While we were busy plucking cabbage moth caterpillars off our plants, wee Robin was doing what he loves best -

- hanging with the goats!  This child loves, LOVES to be with the goats.  They are his favourite creatures, and he will spend hours following them around the yard as they graze.  They seem to love him too.  Maybe it’s the treats he happily hands over – apple cores, carrot stubs, melon rinds – or maybe they just sense how much he cares for them.  Whatever the connection, I’m glad they have it.

As I went about my farm chores this morning, I thought to myself that “chores” is really the wrong word to describe what I’m doing out there.  None of it feels like a chore, none of it is work.  It’s a daily dose of connection to the Earth, connection to our animals, fresh air, glorious sun.  It’s invigorating, uplifting, fulfilling, and all-around enjoyable.  The farm work grounds me, calms me, and fills me with purpose.  There is no place I’d rather be than out there in the yard taking care of this place.
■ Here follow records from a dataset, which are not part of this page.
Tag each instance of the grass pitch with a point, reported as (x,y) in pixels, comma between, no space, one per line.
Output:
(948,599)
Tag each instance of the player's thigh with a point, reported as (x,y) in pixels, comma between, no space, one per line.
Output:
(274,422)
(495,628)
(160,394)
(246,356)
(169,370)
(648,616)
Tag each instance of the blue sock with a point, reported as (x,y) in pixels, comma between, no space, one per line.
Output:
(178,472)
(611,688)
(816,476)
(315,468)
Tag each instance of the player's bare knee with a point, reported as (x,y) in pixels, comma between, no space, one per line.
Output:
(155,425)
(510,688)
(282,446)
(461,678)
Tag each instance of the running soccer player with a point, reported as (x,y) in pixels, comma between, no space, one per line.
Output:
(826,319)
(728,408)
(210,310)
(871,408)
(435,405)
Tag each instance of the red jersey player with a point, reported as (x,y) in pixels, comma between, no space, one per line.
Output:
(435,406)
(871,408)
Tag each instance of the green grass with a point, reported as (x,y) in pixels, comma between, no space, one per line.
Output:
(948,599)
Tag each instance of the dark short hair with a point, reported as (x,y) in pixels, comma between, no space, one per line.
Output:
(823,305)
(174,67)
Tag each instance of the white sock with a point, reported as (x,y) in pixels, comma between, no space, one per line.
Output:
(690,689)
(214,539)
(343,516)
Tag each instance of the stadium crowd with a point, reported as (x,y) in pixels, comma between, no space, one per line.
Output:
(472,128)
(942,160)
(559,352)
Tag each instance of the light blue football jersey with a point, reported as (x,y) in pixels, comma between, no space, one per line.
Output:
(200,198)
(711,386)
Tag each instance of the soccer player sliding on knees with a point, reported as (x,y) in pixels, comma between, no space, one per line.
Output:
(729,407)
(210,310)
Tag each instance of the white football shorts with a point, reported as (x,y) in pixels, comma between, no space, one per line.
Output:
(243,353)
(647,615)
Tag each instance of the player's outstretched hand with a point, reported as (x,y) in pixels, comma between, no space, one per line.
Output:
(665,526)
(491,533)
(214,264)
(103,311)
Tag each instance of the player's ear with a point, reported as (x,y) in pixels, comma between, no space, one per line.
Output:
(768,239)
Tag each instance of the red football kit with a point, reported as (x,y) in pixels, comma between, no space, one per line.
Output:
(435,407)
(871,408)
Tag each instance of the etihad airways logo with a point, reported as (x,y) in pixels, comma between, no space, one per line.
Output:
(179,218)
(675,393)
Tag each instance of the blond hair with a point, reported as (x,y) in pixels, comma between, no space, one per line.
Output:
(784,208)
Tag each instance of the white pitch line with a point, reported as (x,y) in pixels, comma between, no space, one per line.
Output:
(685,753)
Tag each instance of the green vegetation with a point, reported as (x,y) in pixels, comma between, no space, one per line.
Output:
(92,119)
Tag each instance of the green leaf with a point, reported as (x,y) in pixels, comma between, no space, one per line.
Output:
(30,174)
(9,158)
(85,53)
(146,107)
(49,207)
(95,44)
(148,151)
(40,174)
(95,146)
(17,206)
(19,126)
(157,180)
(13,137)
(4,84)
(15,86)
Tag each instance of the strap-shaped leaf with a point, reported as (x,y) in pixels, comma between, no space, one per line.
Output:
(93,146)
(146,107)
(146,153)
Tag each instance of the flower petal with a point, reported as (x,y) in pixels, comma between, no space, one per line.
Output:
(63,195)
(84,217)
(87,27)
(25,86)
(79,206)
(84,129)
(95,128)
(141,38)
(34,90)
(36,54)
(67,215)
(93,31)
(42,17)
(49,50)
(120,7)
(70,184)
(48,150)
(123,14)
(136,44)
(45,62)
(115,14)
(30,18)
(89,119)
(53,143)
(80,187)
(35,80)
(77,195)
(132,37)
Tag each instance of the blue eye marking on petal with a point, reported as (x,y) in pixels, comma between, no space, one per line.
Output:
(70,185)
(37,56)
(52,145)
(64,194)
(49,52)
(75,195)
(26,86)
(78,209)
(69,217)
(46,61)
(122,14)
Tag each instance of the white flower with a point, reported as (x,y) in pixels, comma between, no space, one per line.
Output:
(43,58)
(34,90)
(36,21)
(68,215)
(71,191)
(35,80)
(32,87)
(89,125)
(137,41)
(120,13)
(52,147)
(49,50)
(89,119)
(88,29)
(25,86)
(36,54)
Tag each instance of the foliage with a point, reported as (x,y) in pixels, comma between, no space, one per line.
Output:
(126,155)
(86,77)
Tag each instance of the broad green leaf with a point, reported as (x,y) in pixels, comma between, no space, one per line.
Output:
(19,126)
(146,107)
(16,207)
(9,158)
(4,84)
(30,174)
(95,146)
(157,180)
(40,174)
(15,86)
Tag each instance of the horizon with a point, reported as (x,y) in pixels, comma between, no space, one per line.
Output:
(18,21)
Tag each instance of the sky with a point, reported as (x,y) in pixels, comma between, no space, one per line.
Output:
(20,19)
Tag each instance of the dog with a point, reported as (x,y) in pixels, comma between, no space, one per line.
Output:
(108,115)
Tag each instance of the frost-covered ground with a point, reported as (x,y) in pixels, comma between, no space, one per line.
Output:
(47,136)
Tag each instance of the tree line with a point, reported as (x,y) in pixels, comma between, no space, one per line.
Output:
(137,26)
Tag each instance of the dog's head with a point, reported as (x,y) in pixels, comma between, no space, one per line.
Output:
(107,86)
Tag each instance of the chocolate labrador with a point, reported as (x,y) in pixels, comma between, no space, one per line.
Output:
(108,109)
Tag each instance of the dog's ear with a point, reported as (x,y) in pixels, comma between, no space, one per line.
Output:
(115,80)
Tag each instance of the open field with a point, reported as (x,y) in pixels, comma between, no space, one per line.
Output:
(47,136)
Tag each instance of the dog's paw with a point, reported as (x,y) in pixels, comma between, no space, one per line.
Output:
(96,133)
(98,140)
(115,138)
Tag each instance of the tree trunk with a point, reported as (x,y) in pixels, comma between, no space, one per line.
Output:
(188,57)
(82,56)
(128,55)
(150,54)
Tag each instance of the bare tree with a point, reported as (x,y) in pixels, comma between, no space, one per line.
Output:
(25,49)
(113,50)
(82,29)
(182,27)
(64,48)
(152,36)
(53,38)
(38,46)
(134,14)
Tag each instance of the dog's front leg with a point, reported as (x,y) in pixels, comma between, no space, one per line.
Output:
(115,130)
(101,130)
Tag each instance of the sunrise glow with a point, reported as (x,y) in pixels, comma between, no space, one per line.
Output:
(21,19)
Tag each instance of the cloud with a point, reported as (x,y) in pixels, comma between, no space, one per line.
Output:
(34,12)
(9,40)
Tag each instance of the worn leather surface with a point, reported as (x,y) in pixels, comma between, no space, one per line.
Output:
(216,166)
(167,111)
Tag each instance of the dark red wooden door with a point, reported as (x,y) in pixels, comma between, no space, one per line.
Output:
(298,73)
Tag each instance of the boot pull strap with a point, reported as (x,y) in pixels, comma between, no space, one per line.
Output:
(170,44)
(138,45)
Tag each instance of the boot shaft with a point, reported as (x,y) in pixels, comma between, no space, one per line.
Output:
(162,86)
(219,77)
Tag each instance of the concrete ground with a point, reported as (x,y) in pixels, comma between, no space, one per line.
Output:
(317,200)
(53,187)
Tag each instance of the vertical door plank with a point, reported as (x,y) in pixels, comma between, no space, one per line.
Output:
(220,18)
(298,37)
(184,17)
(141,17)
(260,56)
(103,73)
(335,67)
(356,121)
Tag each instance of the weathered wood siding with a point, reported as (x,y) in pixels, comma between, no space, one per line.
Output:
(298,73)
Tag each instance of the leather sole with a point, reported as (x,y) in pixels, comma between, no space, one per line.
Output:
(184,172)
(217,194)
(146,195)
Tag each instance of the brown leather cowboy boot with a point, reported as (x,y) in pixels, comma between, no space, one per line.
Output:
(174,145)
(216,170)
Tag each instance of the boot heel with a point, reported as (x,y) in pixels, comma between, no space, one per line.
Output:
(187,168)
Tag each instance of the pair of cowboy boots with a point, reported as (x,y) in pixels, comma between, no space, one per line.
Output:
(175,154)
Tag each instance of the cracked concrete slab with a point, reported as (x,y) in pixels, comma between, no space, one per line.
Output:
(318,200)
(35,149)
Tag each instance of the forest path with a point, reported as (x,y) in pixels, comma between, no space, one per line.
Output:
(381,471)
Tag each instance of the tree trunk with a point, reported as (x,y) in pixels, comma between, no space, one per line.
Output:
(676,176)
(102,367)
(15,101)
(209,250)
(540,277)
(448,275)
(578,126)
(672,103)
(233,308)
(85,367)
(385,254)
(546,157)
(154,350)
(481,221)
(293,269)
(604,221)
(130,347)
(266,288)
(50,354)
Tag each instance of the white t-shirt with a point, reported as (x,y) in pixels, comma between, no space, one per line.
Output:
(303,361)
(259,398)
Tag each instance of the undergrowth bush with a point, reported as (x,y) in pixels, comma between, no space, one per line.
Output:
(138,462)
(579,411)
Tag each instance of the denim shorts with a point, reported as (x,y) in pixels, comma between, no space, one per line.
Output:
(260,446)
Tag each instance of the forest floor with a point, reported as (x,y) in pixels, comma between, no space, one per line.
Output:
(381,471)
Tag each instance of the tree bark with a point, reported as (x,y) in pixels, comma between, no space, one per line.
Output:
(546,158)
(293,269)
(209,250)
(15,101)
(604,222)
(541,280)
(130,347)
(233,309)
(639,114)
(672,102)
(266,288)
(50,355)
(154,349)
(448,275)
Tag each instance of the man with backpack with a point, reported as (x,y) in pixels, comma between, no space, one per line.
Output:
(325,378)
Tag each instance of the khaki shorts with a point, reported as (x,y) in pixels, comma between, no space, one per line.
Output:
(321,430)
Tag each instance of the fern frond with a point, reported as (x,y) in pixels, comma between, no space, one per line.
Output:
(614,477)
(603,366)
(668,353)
Raw Milk, Broody Hens, and Annoying Mice

Life has been oh-so-busy lately! Almost every day over the past week or so has been spent away from home, and I feel like I’m scrambling to get the farm chores done. I’ve been so blessed to have my brother around most mornings, helping out and giving me a chance to have a lazy start to the day. He built a wonderful milking stand for the goats and has come to milk Bella several times.

The kids (human kids, that is) have been enjoying fresh, raw goat’s milk on their oatmeal and cereal. They are both dairy intolerant and can get very sick if they consume pasteurized goat’s milk or cow’s milk – even the smallest traces of milk ingredients in foods will give them diarrhea. I was very hesitant to introduce our farm-fresh, raw goat’s milk to my kids given the extent to which they can react, but I had read quite a bit about dairy intolerant folks handling raw milk just fine. So, we went with it – and the kids are A-OK! They love their goat’s milk in the morning and it doesn’t upset their tiny tummies in the slightest. I’m relieved, and thankful. I’ve been thinking a lot about raw milk lately, and have it on my to-do list to write up a blog post about it.

The other morning, my brother went up into the hay loft of the barn to pull down another bale for the goats. Up in the hay he found Lady Rose, one of our Red Sussex hens. She didn’t move when he approached her, so my brother lifted her up to send her on her way. Underneath Lady Rose, there was a PILE of eggs! Three weeks’ worth of eggs, to be exact, and there she was just sitting on them! I thought she had stopped laying when we moved her into the new coop, but in fact she just started laying somewhere else – somewhere where this nosy farm mama couldn’t disturb her in her broodiness. Lady Rose will make a fine mama hen in the spring!

The mice in the house are really starting to bother me. We got a kitten about a month ago with the hopes that he would become a good mouser, and he is! The other day, the kids found him in the kitchen playing with a mouse, batting it back and forth and knocking it around. Apparently he didn’t seem to understand that he should kill it, because he merely played with it for a while before letting it get away. I’m sure as he gets older he’ll become more ruthless! I’ve set live traps out for the mice, and take them far out into the fields to let them go – though I wonder if it’s not far enough, and I should take them down to Cedar Creek instead? At any rate, I want the mice out of my house.

So, life has been busy, but good. I find that even at our busiest here, the days feel so much more relaxed than our city life ever did. Time ebbs and flows, the kids grow, the seasons change, and I feel thankful and blessed for the beauty and joy of this life I am living.